I spent the other day helping my son celebrate his fourteenth birthday, along with the rest of his family. We gave him presents, we sang to him, we made a fuss over him. Those who couldn’t be there sent him wishes by telephone and mail and Facebook. He went to bed happy knowing he was deeply loved. He knows this every day, of course, but was there any harm in making one day a special all-about-him day?
Well, apparently there would be, were we Jehovah’s Witnesses. I did not know this, but apparently birthdays are verboten to the Witnesses. I discovered this when my friend, a good and friendly guy who happens to be JW, explained that he would not be attending our work department’s Thanksgiving dinner because, and I quote, “It’s wrong to set aside a day of Thanksgiving, because we should thank God every day.” From there the theological thread spilled out, and I learned that it’s wrong to set aside a day to celebrate a life, because you need to celebrate the gift of life every day… and, surprisingly to me, this is the only reason he doesn’t celebrate Christmas, because it’s just a birthday.
Perhaps I’m a bad person for judging his culture by my own standards, but so be it. He wanted to be at the dinner, and he was palpably jealous of the special fun day I had with my boy. There was nothing in the way of him celebrating the same way, except adherence to a silly ideology that insists on no day being special unless they are all equally special.
Yes, I call it silly, I call it stupid, and to the extent it imposes deliberate joylessness on others, especially children, I call it cruel, because human nature doesn’t work that way.
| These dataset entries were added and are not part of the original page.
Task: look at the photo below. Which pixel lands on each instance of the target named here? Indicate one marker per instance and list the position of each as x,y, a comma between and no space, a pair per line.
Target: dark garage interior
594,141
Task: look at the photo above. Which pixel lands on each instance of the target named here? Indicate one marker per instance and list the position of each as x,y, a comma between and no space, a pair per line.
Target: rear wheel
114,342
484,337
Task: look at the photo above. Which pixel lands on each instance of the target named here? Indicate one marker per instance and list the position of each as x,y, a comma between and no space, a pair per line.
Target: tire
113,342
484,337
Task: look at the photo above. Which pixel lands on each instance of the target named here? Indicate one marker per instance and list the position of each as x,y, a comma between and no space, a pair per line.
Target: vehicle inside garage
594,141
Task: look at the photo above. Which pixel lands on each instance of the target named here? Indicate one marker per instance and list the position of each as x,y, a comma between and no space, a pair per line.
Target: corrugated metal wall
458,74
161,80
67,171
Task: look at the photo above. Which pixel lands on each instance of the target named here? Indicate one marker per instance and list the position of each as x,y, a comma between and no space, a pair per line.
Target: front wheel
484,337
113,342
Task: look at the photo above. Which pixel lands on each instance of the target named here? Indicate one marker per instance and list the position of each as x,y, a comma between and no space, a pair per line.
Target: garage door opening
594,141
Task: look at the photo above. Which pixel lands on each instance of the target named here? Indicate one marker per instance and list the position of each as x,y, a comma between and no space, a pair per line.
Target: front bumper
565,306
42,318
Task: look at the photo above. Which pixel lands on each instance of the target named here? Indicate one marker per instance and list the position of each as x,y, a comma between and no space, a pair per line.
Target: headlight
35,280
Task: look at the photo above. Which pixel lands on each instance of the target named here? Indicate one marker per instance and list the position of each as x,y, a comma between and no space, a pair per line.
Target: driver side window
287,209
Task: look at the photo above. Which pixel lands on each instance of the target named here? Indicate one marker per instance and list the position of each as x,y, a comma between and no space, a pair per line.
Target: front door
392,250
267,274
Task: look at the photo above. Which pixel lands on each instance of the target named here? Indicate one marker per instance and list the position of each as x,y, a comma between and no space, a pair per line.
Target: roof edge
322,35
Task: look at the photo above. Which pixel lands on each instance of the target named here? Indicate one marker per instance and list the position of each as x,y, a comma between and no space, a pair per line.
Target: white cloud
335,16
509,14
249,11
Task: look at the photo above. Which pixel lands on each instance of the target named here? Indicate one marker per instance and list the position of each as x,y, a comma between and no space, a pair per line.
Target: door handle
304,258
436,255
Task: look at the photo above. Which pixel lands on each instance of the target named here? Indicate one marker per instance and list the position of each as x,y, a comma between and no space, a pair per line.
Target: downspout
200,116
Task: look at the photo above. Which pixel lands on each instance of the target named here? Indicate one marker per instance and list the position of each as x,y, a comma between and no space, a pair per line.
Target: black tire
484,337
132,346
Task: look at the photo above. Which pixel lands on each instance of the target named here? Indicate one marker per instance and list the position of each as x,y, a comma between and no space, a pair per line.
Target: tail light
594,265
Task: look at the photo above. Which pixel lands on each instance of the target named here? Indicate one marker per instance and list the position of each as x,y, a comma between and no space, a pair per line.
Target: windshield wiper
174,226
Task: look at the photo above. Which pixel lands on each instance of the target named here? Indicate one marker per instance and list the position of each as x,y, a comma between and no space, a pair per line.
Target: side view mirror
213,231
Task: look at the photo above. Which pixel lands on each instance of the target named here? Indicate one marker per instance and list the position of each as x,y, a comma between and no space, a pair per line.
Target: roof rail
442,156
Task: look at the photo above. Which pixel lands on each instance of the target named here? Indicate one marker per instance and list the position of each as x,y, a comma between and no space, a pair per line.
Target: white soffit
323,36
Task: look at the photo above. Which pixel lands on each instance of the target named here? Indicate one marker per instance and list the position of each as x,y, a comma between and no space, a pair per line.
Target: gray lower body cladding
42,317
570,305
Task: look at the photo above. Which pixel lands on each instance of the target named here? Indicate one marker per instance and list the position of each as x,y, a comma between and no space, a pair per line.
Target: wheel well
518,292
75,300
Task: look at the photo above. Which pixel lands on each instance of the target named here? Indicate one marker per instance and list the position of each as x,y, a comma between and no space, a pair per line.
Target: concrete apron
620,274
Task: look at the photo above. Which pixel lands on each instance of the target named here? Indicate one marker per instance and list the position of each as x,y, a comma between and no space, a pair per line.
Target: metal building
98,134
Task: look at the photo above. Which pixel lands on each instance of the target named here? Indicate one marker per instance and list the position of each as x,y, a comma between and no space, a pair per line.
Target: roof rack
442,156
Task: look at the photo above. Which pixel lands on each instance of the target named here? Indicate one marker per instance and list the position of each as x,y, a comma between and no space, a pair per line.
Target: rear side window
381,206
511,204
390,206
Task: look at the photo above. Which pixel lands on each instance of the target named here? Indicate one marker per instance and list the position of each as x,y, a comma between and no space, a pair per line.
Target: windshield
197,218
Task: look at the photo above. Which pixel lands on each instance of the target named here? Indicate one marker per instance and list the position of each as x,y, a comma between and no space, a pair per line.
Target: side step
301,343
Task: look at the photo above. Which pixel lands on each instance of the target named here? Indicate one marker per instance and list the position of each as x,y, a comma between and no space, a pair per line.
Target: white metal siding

You can love someone every day, but you can’t celebrate every day, and celebration is a very human and precious thing.
It doesn’t matter much what the proximate cause is, God or Marx or simple social conformity; when your point of view precludes parties, I don’t want any part of it; by definition, everyday isn’t a special day, and denying someone a special day because it can’t be every day is a stupid waste of potential joy.